06-18-2007, 10:25 AM
I'm not sure I would like the idea of "flipping" a doorknob... you could very easily get locked IN a room instead of OUT of a room. Obviously, the ideal would be to never be locked in or out, but I think that I'd rather be locked out than locked in. That being said, we did replace the doorknob on ds#1's room to one that does not lock.
06-18-2007, 12:11 PM
We have locks on our bedroom and bathroom doors. IIRC, it's code and so our house wouldn't have passed inspection had we done otherwise. Since that time, yes, we've been locked in and out of rooms - A LOT! However, we have egg-shaped knobs and they unlock so easily - a long fingernail will do it in a pinch. We haven't switched any knobs out because it hasn't become that major of an issue at this point. We do have a no locking policy and I enforce that. If it became an every day battle, I'd certainly switch the knobs out, but I'd hate to do it since I just shelled out a bunch of money for all these knobs last year!
06-20-2007, 05:25 AM
All our bedroom and bathroom doors have locks. I thought it would be an issue, but it really isn't. I had intended to switch them out but never got around to it.
I do appreciate having the locks once in a while when I am desperate for 5 minutes in the bathroom by myself.

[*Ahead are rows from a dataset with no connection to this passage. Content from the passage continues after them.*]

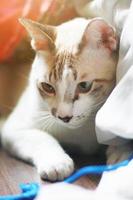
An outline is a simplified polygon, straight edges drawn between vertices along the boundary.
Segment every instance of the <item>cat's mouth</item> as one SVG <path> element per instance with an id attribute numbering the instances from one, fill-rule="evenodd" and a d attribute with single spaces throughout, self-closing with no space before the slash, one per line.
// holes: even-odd
<path id="1" fill-rule="evenodd" d="M 65 126 L 67 128 L 71 128 L 71 129 L 76 129 L 76 128 L 83 126 L 83 124 L 86 120 L 85 119 L 79 120 L 79 118 L 77 118 L 77 117 L 65 117 L 62 119 L 58 118 L 57 121 L 62 126 Z"/>
<path id="2" fill-rule="evenodd" d="M 73 118 L 72 116 L 66 116 L 66 117 L 58 117 L 61 121 L 64 123 L 69 123 L 71 119 Z"/>
<path id="3" fill-rule="evenodd" d="M 56 121 L 62 126 L 69 127 L 70 124 L 72 123 L 72 119 L 73 117 L 63 117 L 63 118 L 58 117 L 56 118 Z"/>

Otherwise, we enforce a no locking policy for the bedrooms.
Ours also unlock easily with a coin or long fingenail.
06-20-2007, 09:00 AM
thanks for all the input. i think i'll tough it out for a bit - maybe once the excitement of a new house dies down, i can institute a no locking policy.
for now, i have an apropriately seized allen wrench sitting on top of the door frames all over the house!
also, i realize i wasn't clear - if i do end up changing the knobs, i do intend to keep the locks on the bathrooms, and most likely the master bedroom. i would just change the knobs on the other bedrooms.
06-20-2007, 10:26 PM
07-06-2007, 10:15 AM
We had the same problem with DD. What was scary was when she'd run into the bathroom and quickly lock the door, which sent me into panic mode trying to find the screwdriver to put into the little hole to get it unlocked.
HERE is what we did!!!! We went to Babies R Us and got some of those plastic door knob safety things that you put on the outside of your door knob. Kids can't open the door with those things on because you have to pull the knob towards you and squeeze the sides. It works wonders. Now we don't have to worry about DD running out of the house or going into rooms locking the doors because the doors can't be opened unless we do the opening.
08-01-2007, 07:00 PM
My 3yo and 1yo have no clue that the lock even exists on their door. 8yo was taught from day 1 that he was not to use the lock. He got in trouble a few times, and the funny thing now is that the door is messed up and will lock closed if it latches entirely. So to keep his brothers out of his room, he just has to shut his door all the way, and pop it open with a shopping card when he's ready to go back in.
08-01-2007, 07:02 PM
HERE is what we did!!!! We went to Babies R Us and got some of those plastic door knob safety things that you put on the outside of your door knob. Kids can't open the door with those things on because you have to pull the knob towards you and squeeze the sides. It works wonders.
My son was able to open doors even with those covers on, when he was 2, just by chance because of the way he opened doorknobs anyway. He would bat at the cover and make it go around and around, and then he'd pull straight down on the knob to turn it... pressing the latch against the knob and open comes the door. FWIW.